I'm so very grateful to the talented actors and friends who helped make my book reading shine last Sunday evening.
It's one thing to see your stories on the page, but to hear them -not just read aloud - but performed with such heart by such high caliber talent, storytellers who know how to bring characters to life in such a powerful manner, it's incredibly gratifying.
So, thank you to Rochelle Barker and Theatrical Outfit for inviting us, thanks to all 100+ folks who came out on a soggy, messy Atlanta night smack in the middle of the busy Christmas season, and thanks to these gifted friends who helped make my humble words sing and soar in a way I could've only hoped for:
Mark Kincaid, who brought the compassionate cowboy character in "Dry Lightning" to radiant life. As I listened to Mark read, even I wasn't sure what this man was about to do at the end of the story, and I wrote the damn thing.

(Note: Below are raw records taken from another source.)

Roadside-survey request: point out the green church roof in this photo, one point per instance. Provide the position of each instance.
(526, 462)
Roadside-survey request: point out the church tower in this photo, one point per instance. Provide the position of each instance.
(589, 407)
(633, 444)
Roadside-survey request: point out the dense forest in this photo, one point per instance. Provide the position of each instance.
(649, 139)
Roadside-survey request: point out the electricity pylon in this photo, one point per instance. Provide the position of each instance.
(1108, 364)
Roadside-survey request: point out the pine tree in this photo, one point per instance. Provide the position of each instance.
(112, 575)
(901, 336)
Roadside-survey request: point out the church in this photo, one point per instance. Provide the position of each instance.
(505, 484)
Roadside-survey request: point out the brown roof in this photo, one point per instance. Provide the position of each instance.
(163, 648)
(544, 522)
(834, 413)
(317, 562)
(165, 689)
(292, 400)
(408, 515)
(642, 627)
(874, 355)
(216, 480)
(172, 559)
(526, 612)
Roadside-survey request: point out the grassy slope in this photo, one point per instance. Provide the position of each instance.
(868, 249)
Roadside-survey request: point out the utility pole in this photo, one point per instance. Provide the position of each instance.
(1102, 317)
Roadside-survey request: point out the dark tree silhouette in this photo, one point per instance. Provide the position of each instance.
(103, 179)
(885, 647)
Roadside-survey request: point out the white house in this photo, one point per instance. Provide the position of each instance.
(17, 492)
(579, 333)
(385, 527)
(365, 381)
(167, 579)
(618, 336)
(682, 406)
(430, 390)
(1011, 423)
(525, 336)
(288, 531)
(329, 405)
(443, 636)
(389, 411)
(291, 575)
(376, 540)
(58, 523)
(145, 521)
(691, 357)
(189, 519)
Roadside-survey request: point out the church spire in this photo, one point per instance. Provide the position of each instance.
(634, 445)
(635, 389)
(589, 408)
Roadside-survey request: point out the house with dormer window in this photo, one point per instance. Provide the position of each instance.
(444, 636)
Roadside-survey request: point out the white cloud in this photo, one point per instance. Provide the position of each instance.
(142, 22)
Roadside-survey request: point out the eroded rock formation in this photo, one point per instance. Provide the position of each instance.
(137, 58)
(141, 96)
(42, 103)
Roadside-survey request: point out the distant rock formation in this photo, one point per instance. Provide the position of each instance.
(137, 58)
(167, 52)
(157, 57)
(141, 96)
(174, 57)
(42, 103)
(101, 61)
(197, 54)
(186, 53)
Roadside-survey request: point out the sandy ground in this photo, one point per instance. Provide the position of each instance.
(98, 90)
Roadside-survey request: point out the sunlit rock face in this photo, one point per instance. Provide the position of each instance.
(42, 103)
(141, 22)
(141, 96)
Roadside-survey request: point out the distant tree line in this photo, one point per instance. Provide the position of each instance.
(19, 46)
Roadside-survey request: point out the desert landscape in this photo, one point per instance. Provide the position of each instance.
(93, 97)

Tara Ochs, who was my frequent companion, muse, and critic over cups of coffee at Dancing Goats, when this book was actually a novel (abandoned 120 pages in), and read about half these stories in their first draft form over the past year. I knew I could trust her with Lena, my heroine in "Jigsaw Falling," the book's longest story. I was right.
Rob Lawhon, who added music to the evening. Music plays such an integral role in these stories, it only seemed befitting to have a troubadour join us. Rob selected "Still Be Around" by Uncle Tupelo to perform. Given former Tupelo mates Jay Farrar (Son Volt) and Jeff Tweedy (Wilco) were constant sonic companions during my writing process, it seemed a perfect fit. It was. Thanks, Rob.
Steve Coulter asked if he could read an excerpt from "I'm Your Man," a sort of mystical tribute to Leonard Cohen in the form of a comical fictitious tale. It's a story I wrestled with mightily, right up to whether or not to include it in the collection. Steve's performance reminded me why it stayed. He gave it humor and heart. Great job, my friend.
And David Silverman made "Traveling Light" sing like a train whistle. A very short piece, reflecting on the simpler, yet more challenging life of riding the rails in comparison to our soft 21st century lifestyles, had no business being as amazing as David made it sound. He didn't just read it, he preached it. He embodied it. Amen, brother.
I read two pieces myself, a short piece of free verse that opens the book ("Chasing Cassiopeia") and one of my favorite stories, one I hoped a lot of folks in the audience would relate to as fellow artisans, mainstream misfits, and music lovers. With a nod to Gram Parsons, the piece is titled "The Grievous Angel and His Ramshackle Cathedral."
It was truly one of the most joy-filled evenings I can ever remember. Wendy, Grady, and Maggie were there. So many dear friends were there to cheer us on. A number of people I'd never met were there and told me they were very moved by the stories. That's all I could ever hope for.
That's the secret I've been keeping all along this full-court press of inviting people to read the book, to come to the signing. It's not about royalties (believe me!), it's not about making a name for myself as a writer. It's about one thing. One very simple but very important thing. I want to connect with you. I want to move you. I want to attempt to lift your heart and, yes, I want to devastate you just a little. To quote Wilco, "I am trying to break your heart." That's all it's ever been about. Telling stories I love, in hopes you'll love them too. Making myself laugh or cry at a revelation I carve out on the page and then find out that you had the same reaction to it.
Last Sunday evening, I felt those connections. I heard it in the gasps, the little exclamations of recognition during a passage of a story. I heard it in the laughter and the applause. Mostly, I heard it in your kind words, in person and in the days that followed as you reached out and shared your thoughts on some of the stories.
So, thank you. I'm a lucky guy. It was a lovely night. I'll carry it with me always.